Come si fa a dire no alla pace nel mondo d’altronde?
C’è una classe politica a destra, al centro e anche a sinistra che sta scherzando col fuoco dove per fuoco si intende il centralismo autoritario.
Eppure siamo usciti da poco dal periodo in cui, in nome dell’emergenza, facendo leva su timori legittimi, abbiamo assistito a importanti sottrazioni di libertà e qualcuno deve avere capito bene quanto sia facile in Italia (e la Sardegna non fa eccezione), fomentare le paure, le più disparate e disperate reazioni, per proporsi poi come dispensatori dell’unica salvezza possibile…
Oggi qui, a nome di “Autonomie e Ambiente”, un coordinamento di sigle autonomiste e decentraliste, civiche e ambientaliste, attive in tutti i territori della Repubblica, ribadiamo che ci opporremo in ogni modo a questa deriva accentratrice di potere.

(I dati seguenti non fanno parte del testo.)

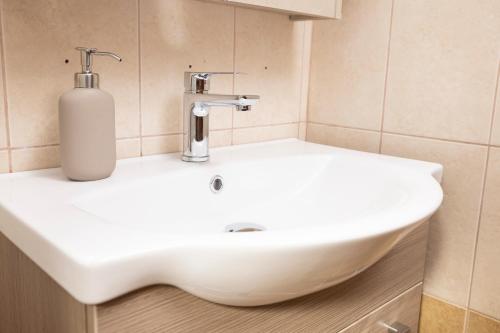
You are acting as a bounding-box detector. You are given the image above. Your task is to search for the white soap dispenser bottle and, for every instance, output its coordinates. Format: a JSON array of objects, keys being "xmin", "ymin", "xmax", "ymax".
[{"xmin": 59, "ymin": 47, "xmax": 122, "ymax": 181}]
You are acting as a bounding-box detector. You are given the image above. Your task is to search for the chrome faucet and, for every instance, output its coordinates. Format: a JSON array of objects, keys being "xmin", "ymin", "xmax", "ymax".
[{"xmin": 182, "ymin": 72, "xmax": 259, "ymax": 162}]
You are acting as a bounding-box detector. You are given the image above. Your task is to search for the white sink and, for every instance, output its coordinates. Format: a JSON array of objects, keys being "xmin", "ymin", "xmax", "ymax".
[{"xmin": 0, "ymin": 140, "xmax": 443, "ymax": 306}]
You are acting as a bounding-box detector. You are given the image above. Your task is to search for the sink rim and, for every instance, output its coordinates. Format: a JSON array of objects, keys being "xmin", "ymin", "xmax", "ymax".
[{"xmin": 0, "ymin": 139, "xmax": 442, "ymax": 304}]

Occorre avere il coraggio di mettersi di traverso, opporsi alla narrazione accettata per stanchezza e per opportunismo, occorre smetterla di strizzare l’occhio a una parte ormai consistente dell’elettorato votante che è stata “educata” a essere populista, grazie alla superficialità dispensata a piene mani, per decenni, dall’alto – l’Italia è un caso emblematico in cui il populismo è stato calato dall’alto, da capi come Berlusconi, Renzi, Salvini, più che salito dal basso, con buona pace degli amici pentastellati, i quali anche loro hanno visto la loro sigla diventare una piramide finita in mano a un opaco vertice.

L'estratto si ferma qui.